All food producers that want efficient, easy HACCP documentation of production lines will benefit from this module. HACCP is an abbreviation for Hazard Analysis (and) Critical Control Point.
It is an internationally recognised method for hazard analysis and risk assessment within the food industry.
For food production
The Landax HACCP module has been prepared in consultation with leading stakeholders in the Norwegian food industry. The solution is an integrated module in the Landax system, and is a useful and flexible tool for businesses working with food production.
The processes for food production are entered in the Landax HACCP module. You can describe each stage of the process. You can also draw a flowchart showing how production flows through the stages in the process. This provides an excellent overview of production and helps to identify hazards.
Hazard analyses and CCP
Hazards can be associated with each stage of the production process. They include allergens and biological, physical or chemical hazards. All hazards can be collected together in a risk diagram for a clear view of the risk status of the product.
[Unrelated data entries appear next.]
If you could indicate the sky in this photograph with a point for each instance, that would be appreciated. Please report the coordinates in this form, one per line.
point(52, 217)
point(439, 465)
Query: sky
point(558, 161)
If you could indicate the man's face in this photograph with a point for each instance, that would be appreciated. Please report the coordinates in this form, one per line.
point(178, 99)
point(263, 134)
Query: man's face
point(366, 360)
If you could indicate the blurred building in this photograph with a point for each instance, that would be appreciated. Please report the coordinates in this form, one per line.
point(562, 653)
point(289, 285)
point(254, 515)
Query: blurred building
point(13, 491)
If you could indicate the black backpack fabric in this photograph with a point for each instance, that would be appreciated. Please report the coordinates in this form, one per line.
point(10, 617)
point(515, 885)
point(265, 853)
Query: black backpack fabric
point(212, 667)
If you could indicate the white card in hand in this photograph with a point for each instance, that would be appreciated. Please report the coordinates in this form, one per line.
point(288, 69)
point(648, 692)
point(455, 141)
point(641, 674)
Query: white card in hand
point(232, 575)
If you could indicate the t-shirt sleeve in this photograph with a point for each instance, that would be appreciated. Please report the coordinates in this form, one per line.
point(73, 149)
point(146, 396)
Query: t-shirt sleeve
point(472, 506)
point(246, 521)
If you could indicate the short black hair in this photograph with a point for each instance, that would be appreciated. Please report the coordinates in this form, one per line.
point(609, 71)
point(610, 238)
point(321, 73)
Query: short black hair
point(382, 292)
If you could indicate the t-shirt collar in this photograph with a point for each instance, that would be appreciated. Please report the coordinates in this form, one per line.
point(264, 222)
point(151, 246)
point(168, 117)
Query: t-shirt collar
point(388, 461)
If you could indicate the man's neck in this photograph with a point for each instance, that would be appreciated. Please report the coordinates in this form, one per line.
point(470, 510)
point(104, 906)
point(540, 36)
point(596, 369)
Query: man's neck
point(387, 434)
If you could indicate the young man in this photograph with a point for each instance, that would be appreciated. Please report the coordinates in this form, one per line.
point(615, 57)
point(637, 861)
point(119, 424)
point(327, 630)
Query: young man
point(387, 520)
Hazards can also be assessed and defined as critical control points (CCPs), or defined as controlled by the basic criteria. This can be set directly or using a known decision tree.
Design your dashboard
The Landax HACCP module has a separate dashboard that provides an overview of HACCP teams, plans and basic criteria. You can edit the dashboard to suit you and your business.
Many people encounter various challenges when introducing HACCP methodology in food safety work. We have developed a system to help you with product description, process description, hazard analysis and risk assessment.
Features in the HACCP module
- Product register
- Register of basic criteria
- Overview of HACCP teams
- Summary of production plans
- Hazard analysis, Risk analysis
- Risk assessment
- Report on critical control points
Plans and teams
The production process is described in a plan. In this plan, you can record nonconformities and improvements, and evaluate food safety using documentation and logging. You can also add food safety teams (HACCP teams) and link these to the plan.
One key element of the HACCP methodology is based on identifying hazards and assessing the risk of unsafe products. To perform a good hazard analysis, it is necessary to have an overview and control over the basic criteria, a requirement that is addressed by having a separate register of basic criteria.